Example: (smooth) free and proper $U(1)$-action on two disjoint cylinders as total space

Consider the following example. The total space $P$ shall be given as the disjoint union of two cyliners with the base space $M = (-1,1)$ being an open interval. Suppose we have a fibre-preserving, free and proper right-action of $U(1)$ on the total space. Then the orbit space $P/{\triangleleft G}$ has 2 connected components while the base space $M$ is connected. Therefore no bundle isomorphism between $\rho\colon P \to P/{\triangleleft G}$ and $\pi\colon P \to M$ can exist. Refer to the sketch below: Does this argument hold true in the general case as well, stating that there cannot exist a bundle isomorphism whatsoever, if at least one fibre is given as the disjoint union of at least two orbits?

Answer 1

I think your intuition is valid. I believe you can define an inverse of your function $f:M\to P/{\triangleleft G}$ as follows: define $h:P/{\triangleleft G}\to M$ by $h(a\triangleleft G) := \pi(\varphi^{-1}(a))$. $h$ is well-defined since the group action preserves fibres of $\pi:P\to M$, as does $\varphi^{-1}$. It is smooth, since locally it can be written as $h\vert_U = \pi\circ\varphi^{-1}\circ s$, where $s:U\to P$ is some local section of $\rho:P\to P/{\triangleleft G}$. It can be checked that $f\circ h = \mathrm{id}_{P/{\triangleleft G}}$ and $h\circ f =\mathrm{id}_M$. So $f$ is a diffeomorphism.
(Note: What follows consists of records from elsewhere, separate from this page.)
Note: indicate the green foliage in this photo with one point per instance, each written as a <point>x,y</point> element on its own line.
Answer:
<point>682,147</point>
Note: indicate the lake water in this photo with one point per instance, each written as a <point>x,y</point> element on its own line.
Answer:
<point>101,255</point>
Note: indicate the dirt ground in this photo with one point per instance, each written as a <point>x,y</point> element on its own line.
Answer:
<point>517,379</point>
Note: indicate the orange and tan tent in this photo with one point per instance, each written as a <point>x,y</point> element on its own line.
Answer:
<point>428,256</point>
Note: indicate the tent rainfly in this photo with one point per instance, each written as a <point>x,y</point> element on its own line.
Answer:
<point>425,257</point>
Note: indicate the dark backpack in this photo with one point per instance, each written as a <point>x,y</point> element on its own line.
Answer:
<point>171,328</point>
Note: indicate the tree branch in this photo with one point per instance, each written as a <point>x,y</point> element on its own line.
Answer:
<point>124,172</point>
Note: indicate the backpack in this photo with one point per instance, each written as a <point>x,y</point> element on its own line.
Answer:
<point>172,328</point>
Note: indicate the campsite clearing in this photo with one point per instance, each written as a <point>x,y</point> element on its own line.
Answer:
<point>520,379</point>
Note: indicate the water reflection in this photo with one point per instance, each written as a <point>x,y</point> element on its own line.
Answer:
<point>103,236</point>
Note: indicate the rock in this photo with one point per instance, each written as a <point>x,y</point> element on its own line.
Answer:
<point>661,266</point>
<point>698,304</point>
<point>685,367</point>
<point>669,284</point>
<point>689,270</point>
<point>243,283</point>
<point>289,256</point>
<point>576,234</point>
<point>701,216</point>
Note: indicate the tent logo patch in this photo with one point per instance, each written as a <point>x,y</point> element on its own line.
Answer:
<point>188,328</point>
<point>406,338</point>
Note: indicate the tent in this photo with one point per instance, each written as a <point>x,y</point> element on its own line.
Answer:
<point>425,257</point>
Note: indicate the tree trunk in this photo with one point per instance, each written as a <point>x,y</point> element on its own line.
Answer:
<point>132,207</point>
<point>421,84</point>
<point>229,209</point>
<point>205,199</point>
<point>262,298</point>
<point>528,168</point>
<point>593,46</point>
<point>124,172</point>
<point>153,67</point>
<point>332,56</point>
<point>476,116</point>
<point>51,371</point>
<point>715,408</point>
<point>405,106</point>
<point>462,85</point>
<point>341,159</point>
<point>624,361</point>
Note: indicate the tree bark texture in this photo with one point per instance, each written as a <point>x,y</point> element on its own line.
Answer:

Edit: if I'm understanding the example in your edit correctly, it seems to me that $P/{\triangleleft G}$ would consist of two copies of $(-1,1)$ (one for each cylinder). You say this, but it's not reflected in your picture. Then I'm not sure what you mean by "a bundle isomorphism between $\rho:P\to P/{\triangleleft G}$ and $\pi:P\to M$" in this context, since a bundle isomorphism of principal bundles will only exist if the fibres are isomorphic, which is not true in your case. Unless your definition of principal bundle isomorphism is different to mine?

Edit 2: we have by assumption \begin{CD} P @>{\varphi}>> P \\ @VV{\pi}V @VV{\rho}V\\ M @>{f}>>P/{\triangleleft G} \end{CD} Assuming you accept the fact that $f$ has an inverse $h = f^{-1}$ (I'm still not clear whether you do), $f$ is a diffeomorphism. Since $\varphi$ is a bundle isomorphism, we also have \begin{CD} P @>{\varphi}>> P \\ @VV{\pi}V @VV{\pi}V\\ M @>{\check{\varphi}}>>M \end{CD} for some diffeomorphism $\check{\varphi}$. Combining these two diagrams gives \begin{CD} P @>{\mathrm{id}_P}>> P \\ @VV{\pi}V @VV{\rho}V\\ M @>{f\circ\check{\varphi}^{-1}}>>P/{\triangleleft G} \end{CD} and $f\circ\check{\varphi}^{-1}$ is a diffeomorphism. So it acts as your searched for $\tilde{f}$.